周波数比較実験無線報時 
<BACK>  update:2024/12/23
1.はじめに
 無線通信の黎明期には、自身が発射している電波の周波数ついてはそれほど気にする必要はなかった。しかし持続的な電波の発射が可能になり、無線局が増加するようになると、混信という問題を引き起こした。定められた周波数の電波を発射することが求められるようになり、これは必然的に発射周波数を測定する機器の必要性を高めた。『日本無線史』によれば、1918(大正7)年に海軍が周波数標準を作成し、各工廠の周波数測定器を校正したのが、日本における周波数測定の嚆矢とされる。

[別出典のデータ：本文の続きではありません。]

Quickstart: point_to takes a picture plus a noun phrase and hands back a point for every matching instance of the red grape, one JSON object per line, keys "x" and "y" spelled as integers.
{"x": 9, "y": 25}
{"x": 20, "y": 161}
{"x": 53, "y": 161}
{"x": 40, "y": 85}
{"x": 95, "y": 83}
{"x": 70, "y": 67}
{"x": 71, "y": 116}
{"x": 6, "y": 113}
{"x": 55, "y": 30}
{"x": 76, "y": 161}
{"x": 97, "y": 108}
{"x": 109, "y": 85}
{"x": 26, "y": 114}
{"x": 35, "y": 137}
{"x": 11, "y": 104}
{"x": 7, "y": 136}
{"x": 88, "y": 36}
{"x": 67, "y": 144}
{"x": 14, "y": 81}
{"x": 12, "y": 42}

 この頃、海軍をはじめ、陸軍、逓信省はそれぞれ独自に周波数の測定を行っていたが、これを統一的に行うこととなり、「昭和三年より同十二年の約十年間に亘り文部省学術研究会議を中心として、逓信、陸、海軍三省の標準電波計を九回に亘り定期的に比較実験を行」った(*1)。最初の2回(1928年、1930年2月)は水晶発振器を各所に持ち回りしていたが、発振器の移動が悪影響を与えたため、第3回(1930年8月)から電波を使用した方法となった。第3回と第6回(1935年2月)は海軍技術研究所平塚出張所より1kHz変調波を発射し比較した。第4回(1934年2月)と第5回(1934年8月)は電気試験所より同様の変調電波を発射した。第7回(1935年11月)と第8回(1936年11月)には検見川送信所から発射された報時信号が使用された。以下は1935年のときのものである。

図1 検見川送信所

2.周波数比較実験無線報時の詳細

 1935(昭和10)年11月25日~29日にかけて上述の比較試験が学術研究会議電波研究委員会の事業として逓信省、海軍省、陸軍省が保有する周波数標準器の比較が行われた。この比較は短時間の変動を研究する目的で行われた。11月25、26日は予備試験に、11月27、28、29日は本試験のために使われた。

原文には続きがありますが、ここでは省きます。